Проинвентаризировав княжеские запасы писчебумажных товаров, Дмитрий выбрал плотную папку из свиной кожи с двойными завязками и специальным золотым тиснением, изображающим герб рода князей Рахмановых – в такой папке удобно не только хранить, но и перевозить документы с места на место, если возникнет в этом нужда. В папку он вложил копию рассказа Феликса о шантаже – первый документ его частного следствия. Папка, содержащая всего несколько листков почтовой бумаги, казалась пустой.

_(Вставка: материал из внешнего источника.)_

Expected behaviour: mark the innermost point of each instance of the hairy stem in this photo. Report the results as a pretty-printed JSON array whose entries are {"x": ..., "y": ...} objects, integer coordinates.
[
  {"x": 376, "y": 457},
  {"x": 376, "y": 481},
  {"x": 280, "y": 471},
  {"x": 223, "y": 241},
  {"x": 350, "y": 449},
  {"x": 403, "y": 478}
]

«Ничего, – сказал сам себе Колычев, – Бог даст, мне удастся раскопать кое-что важное, и эта папка еще потолстеет. Здешний судебный следователь, будь он хоть самым толковым юристом, все же может упустить мелкие детали. А если дело примет плохой оборот, каждая мелочь окажется принципиально важной. Для начала следовало бы найти проводника поезда, в котором ехалa Вера. Не может быть, чтобы он ничего не заметил. Да и с попутчиками не мешает побеседовать. Всех, конечно, не разыскать, но хотя бы кого-то... Жандарм говорил, что на станции из поезда вышли жена земского начальника, вернувшаяся с детьми из имения, тетка местного телеграфиста, купец... как же его... Ованесов, кажется. Да, купец Ованесов с приказчиком и рыбаки из артели... Ну рыбаки ехали третьим классом, и в нашем деле они не свидетели. Тетка телеграфиста, скорее всего, путешествовала во втором, как и купец с приказчиком... Хотя насчет купца нужно еще уточнить, может быть, задал шику и поехал в первом классе. А жена земского начальника наверняка ехала в первом, где-то рядом с Верой. Вот к кому необходимо нанести визит в первую очередь».
В середине дня Колычев и Рахманов отправились в город. Нотариус был страшно заинтригован, принимая на хранение от князя запечатанный конверт с неким загадочным документом, но все же любезно начертал на нем собственной рукой дату, когда документ поступил в его контору, и поставил подпись.
На телеграфе тоже никак не могли понять, зачем нужно отправлять телеграмму с распоряжениями в банк, который находится на соседней улице, – проще туда зайти и распорядиться на месте. Когда же оказалось, что князю требуется еще и заверенная копия его телеграммы, телеграфист решил, что эта какая-то необъяснимая барская причуда, и безропотно выполнил все просьбы князя.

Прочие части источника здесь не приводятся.